01.07.2016 00:00 di Redazione Palermo  articolo letto 414 volte
Fonte: A cura di Luca Maniscalco
© foto di Matteo Gribaudi/Image Sport
Tedeschi, basta fare i gradassi. Ecco i sette motivi per cui non l'avrete vinta

Di recente il giornale tedesco Bild ha suonato la carica alla nazionale tedesca in previsione dei quarti di finale di Sabato ed ha esposto ben 7 motivi per cui l'Italia cadrà a Bordeaux.
Noi di Palermo24 abbiamo altrettanti motivi per cui sarà la corazzata tedesca a sgretolarsi.

- "Re" Boateng? Nulla può contro Pellè-Eder. La coppia d'attacco nata a Genova    con  Beppe Iachini sembra far impazzire proprio tutti, perfino due come Pique e Sergio Ramos. Il monarca potrebbe abdicare.
-Conte è il dodicesimo uomo in campo, corre per tutta la lunghezza della panchina e calcia anche i palloni che gli arrivano. Inoltre le mani le mette tra i capelli per le tante occasioni che l'Italia crea e sbaglia, non di certo per equivoche manie personali.
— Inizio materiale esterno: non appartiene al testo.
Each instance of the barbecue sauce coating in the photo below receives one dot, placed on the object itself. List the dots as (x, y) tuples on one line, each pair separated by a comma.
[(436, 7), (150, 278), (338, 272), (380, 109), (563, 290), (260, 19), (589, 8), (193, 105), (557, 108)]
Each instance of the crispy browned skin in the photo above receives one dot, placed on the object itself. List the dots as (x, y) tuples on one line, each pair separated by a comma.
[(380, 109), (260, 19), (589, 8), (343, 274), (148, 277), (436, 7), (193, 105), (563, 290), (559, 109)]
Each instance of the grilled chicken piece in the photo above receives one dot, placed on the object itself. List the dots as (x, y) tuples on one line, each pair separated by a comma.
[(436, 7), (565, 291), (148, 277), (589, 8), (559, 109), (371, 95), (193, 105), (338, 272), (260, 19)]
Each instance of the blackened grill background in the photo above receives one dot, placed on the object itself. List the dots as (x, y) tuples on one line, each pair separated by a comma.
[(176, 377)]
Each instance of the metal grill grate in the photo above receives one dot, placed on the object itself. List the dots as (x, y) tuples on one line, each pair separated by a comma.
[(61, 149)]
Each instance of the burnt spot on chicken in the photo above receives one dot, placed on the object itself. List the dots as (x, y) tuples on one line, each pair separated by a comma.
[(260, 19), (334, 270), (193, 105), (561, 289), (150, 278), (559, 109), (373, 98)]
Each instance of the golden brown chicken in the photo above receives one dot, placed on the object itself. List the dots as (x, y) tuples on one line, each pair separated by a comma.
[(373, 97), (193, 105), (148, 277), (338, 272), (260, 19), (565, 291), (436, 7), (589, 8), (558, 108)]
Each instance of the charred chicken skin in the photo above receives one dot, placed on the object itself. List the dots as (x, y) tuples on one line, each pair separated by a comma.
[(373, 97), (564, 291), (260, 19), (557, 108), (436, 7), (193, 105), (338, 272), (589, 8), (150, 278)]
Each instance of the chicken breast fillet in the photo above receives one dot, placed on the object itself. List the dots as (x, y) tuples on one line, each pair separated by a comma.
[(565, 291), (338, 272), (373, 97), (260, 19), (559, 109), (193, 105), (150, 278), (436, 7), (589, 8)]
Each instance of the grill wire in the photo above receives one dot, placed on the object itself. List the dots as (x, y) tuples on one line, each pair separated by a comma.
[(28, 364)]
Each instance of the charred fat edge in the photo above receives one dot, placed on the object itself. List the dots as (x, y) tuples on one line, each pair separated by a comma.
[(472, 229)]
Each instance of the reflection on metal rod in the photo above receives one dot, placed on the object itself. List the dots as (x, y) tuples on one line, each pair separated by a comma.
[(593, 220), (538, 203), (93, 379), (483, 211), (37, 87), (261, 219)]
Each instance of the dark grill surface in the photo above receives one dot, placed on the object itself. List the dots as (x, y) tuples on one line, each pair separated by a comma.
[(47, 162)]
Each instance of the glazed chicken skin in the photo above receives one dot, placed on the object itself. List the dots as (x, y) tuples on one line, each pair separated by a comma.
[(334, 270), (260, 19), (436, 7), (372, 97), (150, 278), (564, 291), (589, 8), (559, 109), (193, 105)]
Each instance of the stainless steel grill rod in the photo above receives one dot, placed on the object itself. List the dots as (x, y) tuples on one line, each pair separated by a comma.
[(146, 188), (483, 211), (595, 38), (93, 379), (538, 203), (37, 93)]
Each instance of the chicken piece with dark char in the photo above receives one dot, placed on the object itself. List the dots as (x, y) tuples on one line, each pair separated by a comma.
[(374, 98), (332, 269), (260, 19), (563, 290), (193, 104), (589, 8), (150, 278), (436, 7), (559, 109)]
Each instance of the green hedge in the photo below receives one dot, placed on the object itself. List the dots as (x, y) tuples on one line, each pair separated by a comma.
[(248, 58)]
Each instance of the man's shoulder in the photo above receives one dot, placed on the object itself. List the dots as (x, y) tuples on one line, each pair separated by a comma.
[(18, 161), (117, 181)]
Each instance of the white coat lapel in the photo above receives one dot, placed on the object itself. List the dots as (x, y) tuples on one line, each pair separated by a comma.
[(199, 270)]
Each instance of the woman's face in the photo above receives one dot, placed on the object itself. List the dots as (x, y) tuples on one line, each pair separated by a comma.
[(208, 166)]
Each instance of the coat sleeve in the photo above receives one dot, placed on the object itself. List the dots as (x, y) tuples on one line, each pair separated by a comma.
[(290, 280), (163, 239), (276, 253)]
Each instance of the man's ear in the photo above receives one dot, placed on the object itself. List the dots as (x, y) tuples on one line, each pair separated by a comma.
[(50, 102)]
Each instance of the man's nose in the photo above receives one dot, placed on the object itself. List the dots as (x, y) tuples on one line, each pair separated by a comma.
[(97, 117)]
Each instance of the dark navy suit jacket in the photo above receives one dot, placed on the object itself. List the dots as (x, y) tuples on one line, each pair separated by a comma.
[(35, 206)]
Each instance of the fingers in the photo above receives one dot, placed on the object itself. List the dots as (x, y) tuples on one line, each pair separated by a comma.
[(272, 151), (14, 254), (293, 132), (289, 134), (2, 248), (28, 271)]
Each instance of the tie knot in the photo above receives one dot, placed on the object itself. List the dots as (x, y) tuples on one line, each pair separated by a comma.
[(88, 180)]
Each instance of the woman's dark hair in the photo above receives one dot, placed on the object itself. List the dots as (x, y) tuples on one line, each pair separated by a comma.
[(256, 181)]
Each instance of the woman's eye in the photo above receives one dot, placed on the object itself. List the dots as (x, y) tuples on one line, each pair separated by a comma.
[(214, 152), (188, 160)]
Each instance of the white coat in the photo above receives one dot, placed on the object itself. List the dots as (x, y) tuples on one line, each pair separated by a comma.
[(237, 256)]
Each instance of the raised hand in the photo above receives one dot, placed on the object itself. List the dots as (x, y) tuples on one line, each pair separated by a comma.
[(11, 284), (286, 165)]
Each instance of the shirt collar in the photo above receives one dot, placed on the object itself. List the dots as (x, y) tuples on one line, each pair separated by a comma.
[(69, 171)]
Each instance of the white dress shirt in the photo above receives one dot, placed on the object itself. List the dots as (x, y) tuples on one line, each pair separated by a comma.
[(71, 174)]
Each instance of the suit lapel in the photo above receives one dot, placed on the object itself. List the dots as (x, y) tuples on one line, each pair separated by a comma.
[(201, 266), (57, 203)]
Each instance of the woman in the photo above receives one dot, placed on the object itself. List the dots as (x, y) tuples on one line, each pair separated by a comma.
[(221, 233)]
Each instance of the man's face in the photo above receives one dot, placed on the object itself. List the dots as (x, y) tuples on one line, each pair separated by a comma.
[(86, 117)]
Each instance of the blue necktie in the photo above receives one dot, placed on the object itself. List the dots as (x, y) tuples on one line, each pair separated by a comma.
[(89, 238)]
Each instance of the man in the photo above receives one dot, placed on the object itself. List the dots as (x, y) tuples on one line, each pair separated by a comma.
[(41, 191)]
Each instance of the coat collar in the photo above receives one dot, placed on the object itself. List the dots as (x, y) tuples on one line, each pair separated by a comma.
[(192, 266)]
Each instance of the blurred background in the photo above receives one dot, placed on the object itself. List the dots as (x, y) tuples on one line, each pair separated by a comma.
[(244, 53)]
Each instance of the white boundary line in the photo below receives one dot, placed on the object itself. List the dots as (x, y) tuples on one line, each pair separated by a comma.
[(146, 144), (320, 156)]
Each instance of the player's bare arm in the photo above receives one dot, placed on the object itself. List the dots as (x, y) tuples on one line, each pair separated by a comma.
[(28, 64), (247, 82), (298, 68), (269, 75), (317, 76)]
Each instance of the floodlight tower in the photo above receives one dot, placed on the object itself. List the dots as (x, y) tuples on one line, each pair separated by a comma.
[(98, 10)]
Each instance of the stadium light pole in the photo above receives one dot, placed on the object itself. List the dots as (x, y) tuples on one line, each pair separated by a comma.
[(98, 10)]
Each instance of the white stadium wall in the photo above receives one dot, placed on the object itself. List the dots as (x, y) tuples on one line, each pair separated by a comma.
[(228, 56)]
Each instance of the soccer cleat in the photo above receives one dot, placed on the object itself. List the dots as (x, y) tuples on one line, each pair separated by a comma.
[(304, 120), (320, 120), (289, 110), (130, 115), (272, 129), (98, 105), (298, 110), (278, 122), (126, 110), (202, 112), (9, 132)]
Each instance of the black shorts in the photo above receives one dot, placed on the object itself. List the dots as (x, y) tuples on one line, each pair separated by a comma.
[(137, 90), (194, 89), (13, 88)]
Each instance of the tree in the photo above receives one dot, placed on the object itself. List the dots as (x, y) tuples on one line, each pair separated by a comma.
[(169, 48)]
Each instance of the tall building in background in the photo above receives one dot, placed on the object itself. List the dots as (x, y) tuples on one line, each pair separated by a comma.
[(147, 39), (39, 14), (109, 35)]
- Gomez è tornato? L'italia è un'altra storia. Se prendiamo lo score del bomber nel suo trascorso in Serie A non possiamo di certo desumere che sia una spina nel fianco per la tattica italiana. In più super Mario dovrà affrontare un reparto difensivo ben più compatto di quello della Slovacchia.
- Sturaro sarà chiamato in causa e in Europa sa come farsi trovare pronto. Ricordate Juve-Bayern e la sua zampata decisiva nel finale? C'era Neuer in porta, speriamo che la storia si ripeta.
-Loëw impara dai suoi errori? Non ne siamo poi così tanto sicuri. Dopo le gaffe che hanno fatto impazzire i social il ct tedesco ha promesso che quei gesti sconsiderati non sarebbero accaduti in futuro. Purtroppo sappiamo che la partita dopo ci è ricascato e le sue manie hanno avuto la meglio. Siamo sicuri che impari dai suoi errori ?
-Noi arroganti? Forse è il contrario. Conte ha detto che l'impresa è titanica e tutta la squadra è d'accordo con lui, se non tutti gli Italiani. Buffon si è arreso davanti a Neuer. Da ciò consegue che Noi partiamo dal basso, siamo umili e la spavalderia non ci appartiene. È la classe operaia l'allegoria di questa squadra ed avrà la meglio sui più potenti con la rivoluzione violenta.
-La difesa e il contrattacco creativo dell'Italia è l'arma letale per l'attacco continuo e la fisicità della Germania, la storia lo conferma. Le magnifiche finali mondiali di Messico 70 e di Spagna 82, le superbe semifinali a casa loro nel 2006 e dai loro vicini in Polonia nel 2012, richiamano all'unisono le parole di Caressa:<< Nel calcio, comandiamo noi!>>.